In a meeting in the same day, President Rouhani and Prime Minister Modi expressed readiness to expand relations between their countries in all areas.

Rouhani said it was incumbent on the countries’ politicians to deepen the historical amity between the nations in all cultural, economic, and commercial areas.

“Iran and India’s ties are not to any country’s detriment,” he said. “There are expansive capacities for the development and deepening of Iran and India’s relations, which should all be seized upon more than ever toward the interests of and creating a better future for the nations and the region,” he said.

The Iranian president also pointed to mutual investment in the southern Iranian port city of Chabahar by Iran and India as well as Afghanistan as a means of turning it into a trade hub, Press TV reported.

Rouhani said Chabahar could reinforce Iran and India’s historical ties by serving as a bridge connecting the subcontinent to Afghanistan, Central Asia, and Eastern Europe. “We are ready to sign bilateral and trilateral agreements to turn the transit route passing through Chabahar into a strategic pathway serving the reinforcement of regional ties,” he said.

Iran, he added, can provide the energy resources India is in need of by entering into long-term strategic agreements with New Delhi.

Modi, for his part, said many obstacles had been removed from the way of expanding bilateral economic relations, prompting many mutual investment projects to bear fruit and accelerating the trend of growth in mutual ties.

“Indian companies are ready to further their investment in the areas of mutual cooperation, including oil and gas,” he said.

Chabahar, he said, “can change the trade relations game across the region and the world,” noting that India had already begun exporting its goods, including wheat, to Afghanistan via the Iranian port city.

Rouhani also met India’s Minister of External Affairs Sushma Swaraj. During the talks, Rouhani said “promotion of cooperation between Iran and India on regional issues could strengthen the pillars of stability and security across the region.”

Enhancement of ties between the two great and influential Asian countries will serve the interests of their nations and the region, the president added, calling for closer cooperation with India in the energy industry, mining sector, transportation and the new technologies.

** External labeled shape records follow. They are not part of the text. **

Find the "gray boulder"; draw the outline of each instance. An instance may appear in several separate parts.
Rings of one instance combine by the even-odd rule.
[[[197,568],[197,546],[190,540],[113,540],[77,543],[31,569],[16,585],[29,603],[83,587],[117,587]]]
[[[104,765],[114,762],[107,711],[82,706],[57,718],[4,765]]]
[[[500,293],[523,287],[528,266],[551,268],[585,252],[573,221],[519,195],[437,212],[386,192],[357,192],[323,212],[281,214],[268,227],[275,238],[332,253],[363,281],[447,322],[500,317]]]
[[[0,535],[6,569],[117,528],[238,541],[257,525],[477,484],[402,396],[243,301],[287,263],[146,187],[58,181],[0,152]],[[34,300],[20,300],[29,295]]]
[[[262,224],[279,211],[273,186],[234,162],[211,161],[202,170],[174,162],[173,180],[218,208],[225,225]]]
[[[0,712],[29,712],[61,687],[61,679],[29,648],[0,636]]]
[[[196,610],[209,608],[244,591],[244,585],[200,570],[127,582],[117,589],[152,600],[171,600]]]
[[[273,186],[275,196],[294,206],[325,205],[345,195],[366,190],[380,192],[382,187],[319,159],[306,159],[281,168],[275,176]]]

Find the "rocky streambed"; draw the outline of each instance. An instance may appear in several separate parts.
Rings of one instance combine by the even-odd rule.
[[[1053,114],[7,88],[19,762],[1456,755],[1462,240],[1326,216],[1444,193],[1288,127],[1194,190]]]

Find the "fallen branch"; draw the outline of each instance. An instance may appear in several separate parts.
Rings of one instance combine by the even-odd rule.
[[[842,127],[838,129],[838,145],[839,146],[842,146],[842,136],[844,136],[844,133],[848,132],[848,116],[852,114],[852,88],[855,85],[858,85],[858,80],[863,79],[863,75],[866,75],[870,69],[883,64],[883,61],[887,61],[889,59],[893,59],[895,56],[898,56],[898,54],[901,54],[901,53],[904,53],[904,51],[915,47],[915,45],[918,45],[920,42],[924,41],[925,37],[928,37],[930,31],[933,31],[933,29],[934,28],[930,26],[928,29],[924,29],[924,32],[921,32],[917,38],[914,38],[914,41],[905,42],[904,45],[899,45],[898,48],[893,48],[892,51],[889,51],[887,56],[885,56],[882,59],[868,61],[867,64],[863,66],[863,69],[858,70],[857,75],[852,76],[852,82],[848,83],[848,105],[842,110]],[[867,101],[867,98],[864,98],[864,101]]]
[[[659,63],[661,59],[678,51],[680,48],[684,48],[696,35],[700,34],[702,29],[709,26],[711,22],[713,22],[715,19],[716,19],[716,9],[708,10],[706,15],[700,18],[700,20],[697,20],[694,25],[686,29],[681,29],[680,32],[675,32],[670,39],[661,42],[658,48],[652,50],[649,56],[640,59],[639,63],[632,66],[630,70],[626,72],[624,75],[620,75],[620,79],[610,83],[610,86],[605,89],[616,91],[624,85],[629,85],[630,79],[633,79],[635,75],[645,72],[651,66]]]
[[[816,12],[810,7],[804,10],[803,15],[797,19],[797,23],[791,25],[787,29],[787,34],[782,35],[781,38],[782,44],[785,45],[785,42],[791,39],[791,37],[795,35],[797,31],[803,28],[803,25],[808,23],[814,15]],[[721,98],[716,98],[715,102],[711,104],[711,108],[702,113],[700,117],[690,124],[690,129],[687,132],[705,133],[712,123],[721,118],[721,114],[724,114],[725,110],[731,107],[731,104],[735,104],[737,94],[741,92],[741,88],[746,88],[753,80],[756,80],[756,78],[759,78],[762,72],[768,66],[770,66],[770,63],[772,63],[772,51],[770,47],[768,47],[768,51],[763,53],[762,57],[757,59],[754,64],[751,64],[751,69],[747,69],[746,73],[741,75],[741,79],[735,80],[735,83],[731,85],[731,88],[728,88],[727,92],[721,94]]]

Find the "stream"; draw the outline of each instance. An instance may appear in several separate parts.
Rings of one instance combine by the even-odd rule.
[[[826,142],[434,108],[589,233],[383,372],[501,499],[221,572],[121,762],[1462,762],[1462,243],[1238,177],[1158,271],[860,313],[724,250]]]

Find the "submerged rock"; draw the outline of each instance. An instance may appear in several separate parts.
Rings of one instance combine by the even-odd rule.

He also said Tehran would welcome a more active presence of Indian companies in Iran.

For her part, Swaraj said India is resolved to boost ties with Iran in all areas of mutual interest.

Calling for efforts to facilitate visa restrictions for Iranian and Indian travelers, she also emphasized that development of Iran’s southeastern port city of Chabahar would benefit the region, including the people of India and Afghanistan.

Before the meeting, the Iranian president had high-profile talks with his Indian counterpart Ram Nath Kovind.

During the visit, the two sides also issued a joint statement, the full text of which can be accessed via this link.

Heading a ranking diplomatic and economic delegation, Rouhani began his 3-day visit to India with a trip to Hyderabad, where he held meetings with Iranian people and students residing in India, and with Indian Muslim communities.